The stained slides were loaded onto a GeoMx® instrument (NanoString Technologies, WA, USA) and scanned before the regions of interest (ROI) (approximately 20 nuclei/ ROI) were selected. The four colors of the morphological marker demarcate the regions of THC, tumor-immune cells, epithelial cells, and stromal cells. UV illumination was performed, and oligonucleotides were released. The photocleaved oligonucleotides released were collected using a microcapillary tube inspiration robotic system and transferred to a 96-microwell plate. The barcodes were counted in the nCounter® analysis system using standard procedures (NanoString Technologies, WA, USA). Normalized counts were calculated using three housekeeping proteins: GAPDH, HISTONE H3 and S6.

Spatial transcriptomic analysis of THC in FFPE tissues at the gene expression level (Visium CytAssist)
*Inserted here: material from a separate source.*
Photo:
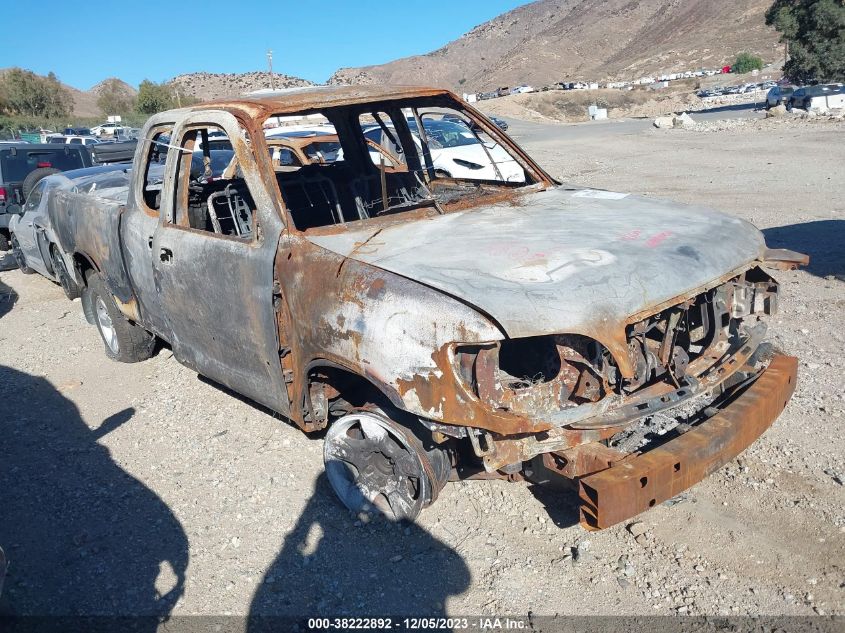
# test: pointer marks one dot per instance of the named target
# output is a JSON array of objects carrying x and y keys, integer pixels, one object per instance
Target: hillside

For spatial transcriptomic construction and sequencing, FFPE sections were obtained from two CRC patients (two FFPE primary colorectal adenocarcinoma tissues and two matched FFPE liver metastases). FFPE samples that passed the RNA quality control (DV200 > 50%) were strictly prepared according to the Visium CytAssist spatial gene expression for the FFPE tissue preparation guide (CG000518, 10X Genomics, CA, USA). The library preparation was strictly performed according to the Demonstrated Protocol (CG000520, 10X Genomics, CA, USA) and proceeded with the Visium CytAssist Spatial Gene Expression for FFPE-Tissue Preparation Guide (CG000495, 10X Genomics, CA, USA) by our laboratory at Siriraj Cancer Center, Siriraj Hospital Faculty of Medicine, Mahidol University. Libraries were sequenced by Novogene Co., Ltd. (Singapore) using a NovaSeq 6000 platform (Illumina, CA, USA). For data analysis, Space Ranger 2.1.0 May 2023 (10X Genomics, CA, USA) and GRCh38-2020-A reference were used to process FASTQ files. Downstream analyzes were performed using Loupe Browser 7.0 (10X genomics, CA, USA). The p value reported here has been given by the Wilcoxon’s test and adjusted for multiple tests via the Benjamini–Hochberg procedure.

Pathway analysis

Ingenuity Pathway Analysis Software (IPA 41280214 and 41,280,202, Ingenuity® Systems, https://digitalinsights.qiagen.com/, accessed on February 19, 2024) was used to examine the biological pathways. The IPA software (IPA 412480214 and 41,280,202) uses a manually curated database that contains information from several reputable sources, including published journal articles and gene annotation databases. Fisher’s exact test was used to calculate the probabilities between the input gene set and the pathway.

Statistical analysis

The analyzes were performed using Prism 9 software (GraphPad Software, Inc., CA, USA). The Mann–Whitney U test or the T test was used to compare whether there was a difference in the dependent variable between the two independent groups. The T test or Chi-squared was performed to test the statistical significance of clinical characteristics. Statistical significance was established at p value < 0.05.